2012年05月31日 | 詩歌・歳時記

                 

競馬の祭典、第79回ダービーが終わった。私の本命馬「テ゜ィープブリランテ」は、見事に

一着だったのだが、二着馬がノーマークだった。 競馬の口座の残額がゼロになってしまった。

祭りの終わった虚脱感に、ふらふらと庭に出て、斜めに生える芝生に寝転がった。

          流木を五月の湖水濡らしけり

          湖蒼しせんだんの花こむらさき

伸び放題の雑草を、けだるく抜いていた時、和裁の仕事に疲れた母が、庭に出て、

雑草を抜いていた姿を、ふと、思い出したのだった。

                       

今は亡き両親が、残してくださった私の「小天地」である。いつか、芝生に寝転がり涙していた。

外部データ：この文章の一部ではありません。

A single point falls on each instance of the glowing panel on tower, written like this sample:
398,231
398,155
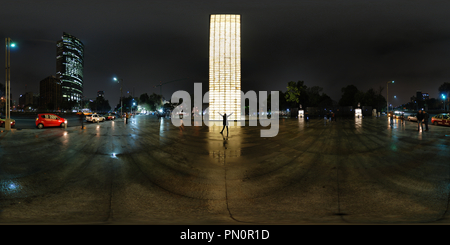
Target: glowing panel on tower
225,66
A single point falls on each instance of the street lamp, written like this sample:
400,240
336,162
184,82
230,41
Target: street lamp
387,95
121,97
8,46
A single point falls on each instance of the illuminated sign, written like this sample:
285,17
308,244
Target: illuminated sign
225,66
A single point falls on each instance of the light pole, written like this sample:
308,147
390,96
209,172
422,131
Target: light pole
121,97
8,46
387,94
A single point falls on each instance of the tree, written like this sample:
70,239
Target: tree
155,102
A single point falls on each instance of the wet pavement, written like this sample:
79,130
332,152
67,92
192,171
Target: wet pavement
353,171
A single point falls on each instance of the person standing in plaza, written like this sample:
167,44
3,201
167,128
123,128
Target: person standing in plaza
419,120
425,119
225,121
82,120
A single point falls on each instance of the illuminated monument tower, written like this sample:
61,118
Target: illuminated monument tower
225,66
69,67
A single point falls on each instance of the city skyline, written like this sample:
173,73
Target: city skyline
324,44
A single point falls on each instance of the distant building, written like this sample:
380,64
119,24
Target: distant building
69,67
50,93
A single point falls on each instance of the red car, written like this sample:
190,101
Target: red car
109,116
50,120
441,119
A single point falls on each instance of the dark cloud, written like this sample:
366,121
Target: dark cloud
327,43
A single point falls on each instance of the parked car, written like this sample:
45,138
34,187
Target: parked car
109,116
95,118
2,122
412,117
441,119
50,120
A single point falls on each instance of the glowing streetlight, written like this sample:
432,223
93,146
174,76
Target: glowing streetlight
8,46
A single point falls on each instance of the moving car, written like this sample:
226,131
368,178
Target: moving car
109,116
412,117
95,118
50,120
441,119
2,122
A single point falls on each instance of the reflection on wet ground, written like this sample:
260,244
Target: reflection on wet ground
353,170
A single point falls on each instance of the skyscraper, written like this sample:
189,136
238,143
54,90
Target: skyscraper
69,67
50,93
225,66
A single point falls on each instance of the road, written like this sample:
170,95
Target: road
351,171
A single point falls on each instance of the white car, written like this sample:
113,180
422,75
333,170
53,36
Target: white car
95,118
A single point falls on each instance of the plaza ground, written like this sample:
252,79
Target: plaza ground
353,171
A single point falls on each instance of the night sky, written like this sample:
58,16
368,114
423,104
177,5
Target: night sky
330,44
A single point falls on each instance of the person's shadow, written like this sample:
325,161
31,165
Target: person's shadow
225,141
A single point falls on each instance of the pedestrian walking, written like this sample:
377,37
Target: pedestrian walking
419,120
82,120
225,121
425,119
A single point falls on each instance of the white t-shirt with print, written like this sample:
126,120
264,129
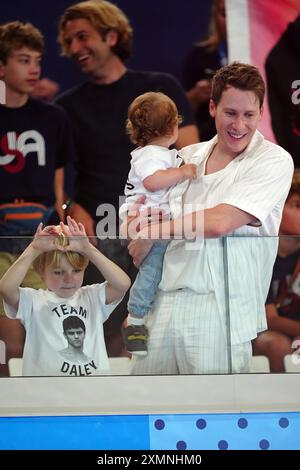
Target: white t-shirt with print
42,313
145,162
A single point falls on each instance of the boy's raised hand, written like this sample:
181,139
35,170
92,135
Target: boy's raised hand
78,239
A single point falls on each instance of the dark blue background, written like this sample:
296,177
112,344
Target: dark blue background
164,32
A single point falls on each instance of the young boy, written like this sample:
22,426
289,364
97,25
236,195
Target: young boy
153,125
61,257
35,144
283,301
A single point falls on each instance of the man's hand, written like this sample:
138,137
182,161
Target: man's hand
189,171
139,249
80,215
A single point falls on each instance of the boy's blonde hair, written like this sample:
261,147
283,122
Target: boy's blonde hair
104,17
15,35
52,259
151,115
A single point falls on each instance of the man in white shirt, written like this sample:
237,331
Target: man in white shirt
212,293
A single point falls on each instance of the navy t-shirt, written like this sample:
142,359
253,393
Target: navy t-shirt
35,140
98,114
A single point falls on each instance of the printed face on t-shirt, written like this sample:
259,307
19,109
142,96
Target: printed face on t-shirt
21,71
64,280
75,337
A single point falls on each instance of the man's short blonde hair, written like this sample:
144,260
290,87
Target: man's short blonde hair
104,17
52,259
295,187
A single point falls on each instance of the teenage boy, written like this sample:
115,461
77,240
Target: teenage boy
35,143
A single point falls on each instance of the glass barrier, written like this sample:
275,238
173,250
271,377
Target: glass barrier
209,314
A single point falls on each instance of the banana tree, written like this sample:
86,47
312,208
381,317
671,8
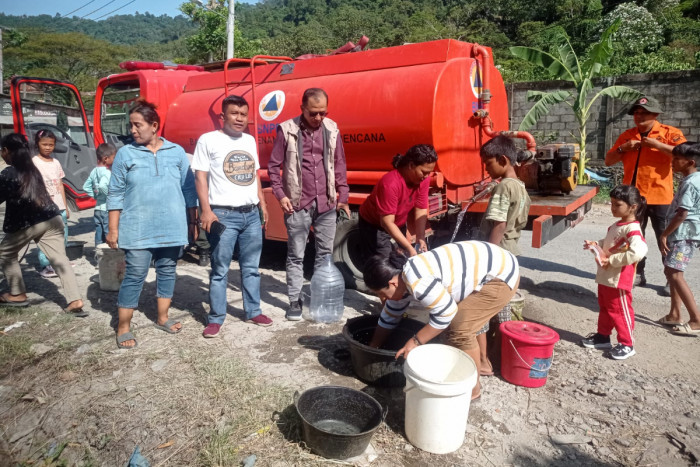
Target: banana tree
568,67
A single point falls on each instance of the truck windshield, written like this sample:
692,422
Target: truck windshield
116,101
53,107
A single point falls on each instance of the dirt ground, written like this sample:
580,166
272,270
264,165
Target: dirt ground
68,396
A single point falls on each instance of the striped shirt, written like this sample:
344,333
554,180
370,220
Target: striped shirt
441,278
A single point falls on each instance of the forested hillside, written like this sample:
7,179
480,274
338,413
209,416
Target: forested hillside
655,35
118,29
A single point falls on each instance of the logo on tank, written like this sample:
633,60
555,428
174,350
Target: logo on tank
271,105
475,79
239,168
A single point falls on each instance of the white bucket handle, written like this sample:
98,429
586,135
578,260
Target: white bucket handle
527,364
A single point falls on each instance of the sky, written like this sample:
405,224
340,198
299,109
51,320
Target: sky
103,7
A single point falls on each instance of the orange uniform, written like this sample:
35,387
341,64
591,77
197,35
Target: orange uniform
654,174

大げさに言うと、戦火を抜けて故郷・タラへ帰ったスカーレットが、土を握り誓った言葉を思い出して

いた。 母がみまかって土地・建物を引き継いだ訳けだが、背中に感じる土の温もり、芝生の

感触に初めて、「ここは、俺の土地なんだ」と、思い至ったのである。

ふと見ると、去年、ゴーヤときゅうりが成っていた場所に、さやえんどうが成っていた。

えっ、母が植えたのかしらん? 10莢ほどのお豆さんを収穫。

          若葉雨競馬新聞まだ来ぬか

          桐咲いてすこし華やぐ峠道

一個残っていたジャガイモをサイコロにして、水から煮る。別の鍋でお豆さんとしめじを煮て、

じゃがいもに投入。甘辛く煮上げて、負けた競馬を思いつつ、母の「遺産」に舌鼓を打ちつつ、

ホークスとドラゴンズの、ナイターに一喜一憂している初夏の夜である。